On protecting your career: “I don’t care what field you’re in, you should be playing with this stuff. The best way to protect against any risk of your career being obfuscated or eliminated from AI is to be the most AI-enabled version of yourself you can possibly be.” Universal advice that applies regardless of your view on timing or bubble dynamics.

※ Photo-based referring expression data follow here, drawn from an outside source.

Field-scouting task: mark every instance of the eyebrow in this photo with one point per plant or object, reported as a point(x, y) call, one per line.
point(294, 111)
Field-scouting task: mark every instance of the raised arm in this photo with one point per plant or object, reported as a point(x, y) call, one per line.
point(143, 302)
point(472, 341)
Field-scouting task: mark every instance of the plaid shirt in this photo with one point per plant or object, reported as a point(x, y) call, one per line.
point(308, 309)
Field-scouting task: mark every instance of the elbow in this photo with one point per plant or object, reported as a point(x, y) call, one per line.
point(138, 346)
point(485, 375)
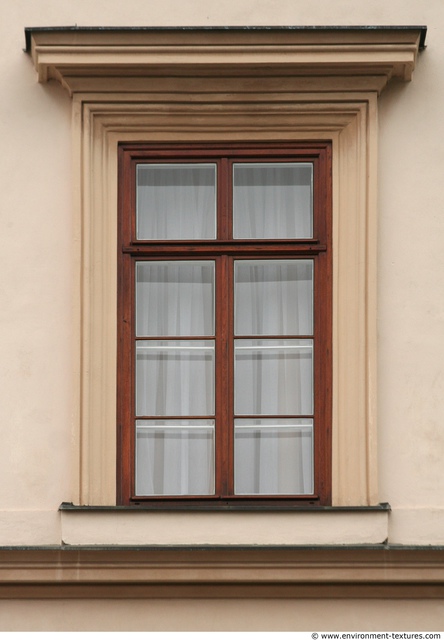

6 Insights From Bill Gurley on AI Markets and Strategy
- Bubbles and real waves come as a pair - The question isn’t “bubble or real?”—real technology wealth creation inherently attracts speculators and carpet baggers
- Circular deals are everywhere - Microsoft/OpenAI, Amazon/Anthropic, Nvidia funding companies that buy Nvidia—accounting that wouldn’t normally pass muster
- Retail SPVs are the wild west - Promoters sometimes don’t even have the stock they’re selling access to; the 100x returns already happened
- Zero institutional interest in non-AI - Private company fundraising for non-AI deals is categorically harder right now
- Domain expertise + AI is the bet - If angel investing, look for people who are the smartest AI user in their vertical, not competing with OpenAI directly
- Proprietary data + workflows matter - Protection from model commoditization comes from industry-specific data and automated workflows, not the AI itself
What This Means for AI Investors and Operators
Gurley offers a framework for thinking about AI that avoids the “bubble or not?” debate entirely: real technology waves and speculation come as a pair, so both are true simultaneously. For operators, the implication is pragmatic: become “the most AI-enabled version of yourself” regardless of timing questions. For investors, domain expertise intersected with AI—rather than competing with frontier labs—is where the opportunities lie. And for everyone, the circular deals and SPV dynamics mean the easy money has already been made.